Migrare il PSA è uno dei progetti più disruptivi che un MSP possa intraprendere. Tutto quello su cui si basa il tuo business — ticket, contratti, fatturazione, storico clienti — vive all'interno di quel sistema. Sbagliare la migrazione significa perdita di dati, errori di fatturazione e settimane di lavoro con un sistema compromesso.
La buona notizia: migrare da Autotask a HaloPSA è assolutamente fattibile, e nella maggior parte dei casi il risultato finale vale la disruption a breve termine. Il moderno motore di automazione di HaloPSA, l'interfaccia più pulita e i prezzi all-inclusive lo rendono una scelta genuinamente migliore per la maggior parte degli MSP in crescita.
La cattiva notizia: non è semplice come esportare un CSV e premere importa. Gli strumenti di migrazione nativi hanno limiti reali, alcuni concetti di Autotask non si mappano facilmente in HaloPSA, e alcune cose — automazioni, template di notifica, tipi di contratto complessi — dovranno essere ricostruite da zero.
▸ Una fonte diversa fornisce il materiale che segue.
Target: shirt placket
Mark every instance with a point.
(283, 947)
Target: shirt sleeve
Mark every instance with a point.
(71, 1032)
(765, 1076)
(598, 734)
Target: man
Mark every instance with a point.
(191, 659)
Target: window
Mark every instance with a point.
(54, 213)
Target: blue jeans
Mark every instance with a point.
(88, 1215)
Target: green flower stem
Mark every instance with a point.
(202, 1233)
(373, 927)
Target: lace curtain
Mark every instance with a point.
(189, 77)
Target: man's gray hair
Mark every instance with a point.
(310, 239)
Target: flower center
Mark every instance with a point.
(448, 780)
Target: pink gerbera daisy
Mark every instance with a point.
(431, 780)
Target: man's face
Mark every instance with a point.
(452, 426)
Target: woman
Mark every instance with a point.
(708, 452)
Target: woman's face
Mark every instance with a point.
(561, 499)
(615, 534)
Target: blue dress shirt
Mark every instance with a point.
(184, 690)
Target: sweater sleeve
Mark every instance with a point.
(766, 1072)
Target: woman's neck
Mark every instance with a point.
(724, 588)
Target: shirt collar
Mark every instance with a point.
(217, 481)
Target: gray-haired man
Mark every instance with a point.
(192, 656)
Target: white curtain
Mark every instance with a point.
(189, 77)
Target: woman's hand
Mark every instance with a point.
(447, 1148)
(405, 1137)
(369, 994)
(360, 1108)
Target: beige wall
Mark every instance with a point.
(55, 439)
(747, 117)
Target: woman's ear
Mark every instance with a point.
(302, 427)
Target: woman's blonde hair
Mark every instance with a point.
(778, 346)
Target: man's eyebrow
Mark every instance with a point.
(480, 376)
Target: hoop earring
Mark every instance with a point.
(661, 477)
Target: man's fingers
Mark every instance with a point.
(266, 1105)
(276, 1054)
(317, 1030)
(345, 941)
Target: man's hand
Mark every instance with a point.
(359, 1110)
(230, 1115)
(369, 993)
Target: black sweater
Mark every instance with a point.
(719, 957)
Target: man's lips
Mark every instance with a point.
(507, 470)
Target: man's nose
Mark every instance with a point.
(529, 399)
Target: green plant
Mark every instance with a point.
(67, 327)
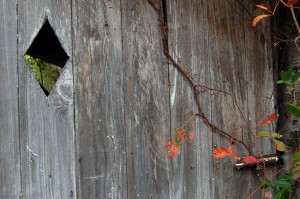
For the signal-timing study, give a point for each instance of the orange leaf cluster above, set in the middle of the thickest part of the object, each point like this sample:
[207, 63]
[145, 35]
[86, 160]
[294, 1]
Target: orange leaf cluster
[173, 147]
[250, 159]
[268, 120]
[174, 143]
[221, 152]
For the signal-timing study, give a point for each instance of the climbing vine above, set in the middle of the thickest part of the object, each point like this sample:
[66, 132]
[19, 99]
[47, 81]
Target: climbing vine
[284, 183]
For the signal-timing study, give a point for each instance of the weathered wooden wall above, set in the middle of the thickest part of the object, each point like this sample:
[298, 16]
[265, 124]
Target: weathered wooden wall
[10, 181]
[101, 132]
[47, 139]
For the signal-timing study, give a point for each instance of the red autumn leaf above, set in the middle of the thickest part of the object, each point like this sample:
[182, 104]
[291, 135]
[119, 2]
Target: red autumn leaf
[264, 7]
[237, 158]
[268, 120]
[292, 2]
[229, 151]
[280, 146]
[173, 148]
[259, 18]
[221, 152]
[250, 159]
[191, 136]
[181, 133]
Ho completato questa migrazione con clienti MSP e questa guida riflette quello che accade davvero nel mondo reale, non quello che suggeriscono i materiali di marketing.
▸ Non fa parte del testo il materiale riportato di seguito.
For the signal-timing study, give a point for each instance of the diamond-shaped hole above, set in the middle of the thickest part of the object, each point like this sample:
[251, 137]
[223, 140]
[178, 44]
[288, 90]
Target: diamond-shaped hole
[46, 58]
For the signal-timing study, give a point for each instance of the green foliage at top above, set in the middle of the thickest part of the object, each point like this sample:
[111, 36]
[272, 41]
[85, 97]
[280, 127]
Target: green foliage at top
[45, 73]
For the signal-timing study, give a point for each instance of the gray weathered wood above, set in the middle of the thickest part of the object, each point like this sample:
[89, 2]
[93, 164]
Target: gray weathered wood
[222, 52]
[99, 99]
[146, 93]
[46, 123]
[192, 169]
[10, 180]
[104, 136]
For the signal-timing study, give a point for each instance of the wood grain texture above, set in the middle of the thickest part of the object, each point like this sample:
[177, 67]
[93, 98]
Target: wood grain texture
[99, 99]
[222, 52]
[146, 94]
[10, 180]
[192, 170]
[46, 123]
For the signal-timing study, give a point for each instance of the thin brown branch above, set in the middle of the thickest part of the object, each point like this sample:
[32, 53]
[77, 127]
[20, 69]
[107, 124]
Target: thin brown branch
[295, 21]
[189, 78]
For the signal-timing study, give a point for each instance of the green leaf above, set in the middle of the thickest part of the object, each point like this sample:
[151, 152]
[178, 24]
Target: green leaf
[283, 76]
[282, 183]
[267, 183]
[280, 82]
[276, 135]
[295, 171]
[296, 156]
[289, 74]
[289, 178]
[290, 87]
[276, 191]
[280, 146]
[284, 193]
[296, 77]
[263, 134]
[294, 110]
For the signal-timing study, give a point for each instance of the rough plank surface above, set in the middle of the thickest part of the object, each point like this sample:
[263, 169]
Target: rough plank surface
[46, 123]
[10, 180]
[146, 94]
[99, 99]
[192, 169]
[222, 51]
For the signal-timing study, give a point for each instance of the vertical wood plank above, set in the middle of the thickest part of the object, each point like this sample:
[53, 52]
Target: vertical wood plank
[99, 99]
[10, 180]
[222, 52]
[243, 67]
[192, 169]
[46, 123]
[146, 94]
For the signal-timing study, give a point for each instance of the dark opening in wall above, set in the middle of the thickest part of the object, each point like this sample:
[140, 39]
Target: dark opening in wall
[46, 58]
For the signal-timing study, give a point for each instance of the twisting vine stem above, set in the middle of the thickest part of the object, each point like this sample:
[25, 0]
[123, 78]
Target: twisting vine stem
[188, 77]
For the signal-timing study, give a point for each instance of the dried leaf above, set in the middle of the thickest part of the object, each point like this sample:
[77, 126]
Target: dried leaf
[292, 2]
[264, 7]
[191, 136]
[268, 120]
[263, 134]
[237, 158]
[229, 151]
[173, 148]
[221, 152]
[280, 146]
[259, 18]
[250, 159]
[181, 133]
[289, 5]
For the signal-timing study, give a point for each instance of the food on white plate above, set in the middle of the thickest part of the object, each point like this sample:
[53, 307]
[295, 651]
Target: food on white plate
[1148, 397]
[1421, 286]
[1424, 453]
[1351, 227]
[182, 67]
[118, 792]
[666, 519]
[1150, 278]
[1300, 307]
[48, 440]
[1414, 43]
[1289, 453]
Il più grande errore che gli MSP commettono è trattare la migrazione PSA come un progetto tecnico. Non lo è — è un progetto di trasformazione del business che coinvolge la tecnologia. Prima di toccare qualsiasi export o import, devi rispondere a tre domande.
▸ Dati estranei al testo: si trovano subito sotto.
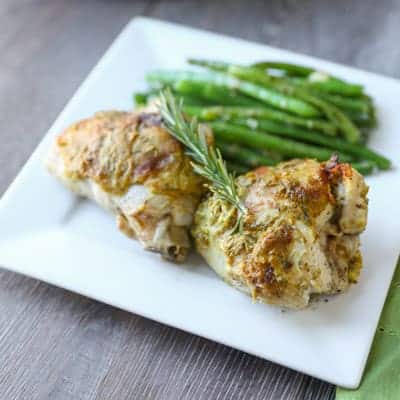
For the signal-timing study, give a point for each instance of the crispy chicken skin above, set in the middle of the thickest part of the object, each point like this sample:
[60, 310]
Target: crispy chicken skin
[130, 165]
[300, 237]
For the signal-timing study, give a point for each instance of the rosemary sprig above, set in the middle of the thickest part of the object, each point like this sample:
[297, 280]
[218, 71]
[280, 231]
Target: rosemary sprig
[207, 160]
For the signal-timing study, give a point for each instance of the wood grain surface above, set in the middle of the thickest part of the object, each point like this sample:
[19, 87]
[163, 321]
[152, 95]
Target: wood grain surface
[58, 345]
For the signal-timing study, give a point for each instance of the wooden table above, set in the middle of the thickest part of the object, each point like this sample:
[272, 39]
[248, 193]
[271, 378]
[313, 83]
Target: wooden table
[59, 345]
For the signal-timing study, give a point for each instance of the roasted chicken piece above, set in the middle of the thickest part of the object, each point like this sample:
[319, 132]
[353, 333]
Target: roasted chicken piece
[130, 165]
[300, 237]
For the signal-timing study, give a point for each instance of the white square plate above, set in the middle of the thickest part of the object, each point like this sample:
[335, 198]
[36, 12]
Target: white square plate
[47, 233]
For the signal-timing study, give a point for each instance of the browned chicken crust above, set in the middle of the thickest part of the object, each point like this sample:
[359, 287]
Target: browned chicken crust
[300, 237]
[129, 164]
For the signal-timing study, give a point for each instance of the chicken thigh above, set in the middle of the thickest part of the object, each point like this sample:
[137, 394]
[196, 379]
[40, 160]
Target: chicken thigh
[130, 165]
[300, 237]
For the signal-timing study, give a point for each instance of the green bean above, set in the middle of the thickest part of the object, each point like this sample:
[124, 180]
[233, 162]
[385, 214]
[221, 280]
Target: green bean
[348, 129]
[262, 140]
[221, 112]
[263, 94]
[353, 104]
[243, 155]
[314, 78]
[356, 150]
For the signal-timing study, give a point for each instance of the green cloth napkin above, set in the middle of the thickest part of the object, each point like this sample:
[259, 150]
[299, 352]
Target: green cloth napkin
[381, 379]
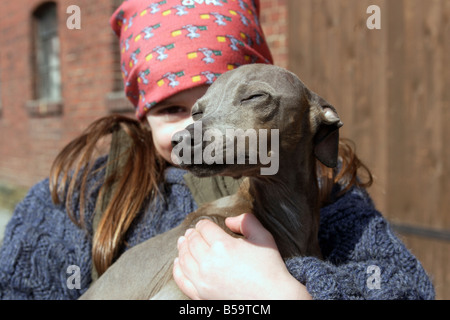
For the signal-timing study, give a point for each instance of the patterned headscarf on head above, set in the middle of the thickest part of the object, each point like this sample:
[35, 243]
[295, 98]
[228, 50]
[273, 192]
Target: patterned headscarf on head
[172, 45]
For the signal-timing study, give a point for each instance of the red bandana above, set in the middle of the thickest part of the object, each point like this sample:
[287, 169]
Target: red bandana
[172, 45]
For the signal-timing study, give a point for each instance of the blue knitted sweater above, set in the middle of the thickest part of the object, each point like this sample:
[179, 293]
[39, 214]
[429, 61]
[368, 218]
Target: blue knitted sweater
[363, 259]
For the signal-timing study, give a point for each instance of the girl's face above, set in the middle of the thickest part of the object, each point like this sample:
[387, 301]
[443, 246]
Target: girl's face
[170, 116]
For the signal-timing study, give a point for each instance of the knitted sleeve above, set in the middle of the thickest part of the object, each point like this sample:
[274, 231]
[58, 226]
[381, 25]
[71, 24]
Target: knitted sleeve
[363, 258]
[39, 246]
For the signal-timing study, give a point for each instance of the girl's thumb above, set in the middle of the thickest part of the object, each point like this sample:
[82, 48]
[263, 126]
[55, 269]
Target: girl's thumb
[247, 225]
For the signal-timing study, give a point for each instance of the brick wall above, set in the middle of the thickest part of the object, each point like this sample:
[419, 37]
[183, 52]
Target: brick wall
[30, 139]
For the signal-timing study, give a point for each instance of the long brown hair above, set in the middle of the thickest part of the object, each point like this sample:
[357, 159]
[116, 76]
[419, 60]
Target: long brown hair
[141, 171]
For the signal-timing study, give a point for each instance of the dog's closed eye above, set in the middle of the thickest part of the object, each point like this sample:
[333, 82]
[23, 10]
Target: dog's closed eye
[254, 96]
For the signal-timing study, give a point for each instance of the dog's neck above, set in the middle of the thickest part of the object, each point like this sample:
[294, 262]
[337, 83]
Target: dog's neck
[287, 205]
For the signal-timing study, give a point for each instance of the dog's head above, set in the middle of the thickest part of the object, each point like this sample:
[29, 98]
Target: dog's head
[250, 118]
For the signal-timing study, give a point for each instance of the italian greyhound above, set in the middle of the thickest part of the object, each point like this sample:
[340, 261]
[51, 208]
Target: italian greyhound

Hai un responsabile PSA interno?
Qualcuno nel tuo team deve essere responsabile di questa migrazione dall'inizio alla fine. Non solo il setup tecnico, ma le decisioni sui workflow, la comunicazione con il team e il troubleshooting post go-live. Senza un responsabile nominato, le migrazioni derivano — le timeline slittano, le decisioni vengono rimandate e l'intero progetto si blocca a metà.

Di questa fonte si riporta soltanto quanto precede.